What matters a lot, though, is developer's productivity, because it is directly related to how costly (or not) is the project for the company. The entire time is money etc. thing. Once your job becomes writing complex algorithms that involve a lot of math, networking or anything else not covered by the standard C/C++ libraries you will start to appreciate stuff like a good set of libraries and an expressive programming language (be it Python, Julia, Haskell, C# or whatever else).
Why do you think Java and C# became so popular? They have large runtimes, Java is terribly verbose and both are horrible for anything system level. However, both have enormous libraries of code available that make handling common tasks a breeze in them. Try to do e.g. any sensible (aka complex) networking in C/C++ without e.g. Boost or something like 0MQ or ACE and then do the same in C# only using standard libraries and you will see what I am talking about.
I have nothing against C or C++ and I still write tons of code in them but treating them as a sort of holy grail that nothing ever comes close to is totally counterproductive. I could spend a week or two writing an embedded web server in C++ for an application. Or I can write 5 lines of Python and be done in 30 minutes and move on to solving actual problems that the client actually pays me money for.

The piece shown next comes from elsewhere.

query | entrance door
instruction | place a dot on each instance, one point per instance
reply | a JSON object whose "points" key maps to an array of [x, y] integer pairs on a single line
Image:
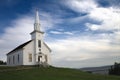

If I have learned something over my career, it was not becoming an expert in a programming language. A much more important skill is using the right tool for the job and keeping eyes open to new things instead of being stuck on incorrect assumptions because you have seen something in the past and didn't like it.
Yet, many Python applications you find still crash with the default Python type stack trace - it's not pretty.
Yes and a lot of C/C++ applications crash with the segmentation fault error or a bus error. That is even less pretty because nobody has any clue why. But perhaps it is more acceptable because users are used to applications just closing on them? That's really a silly point to make, IMO.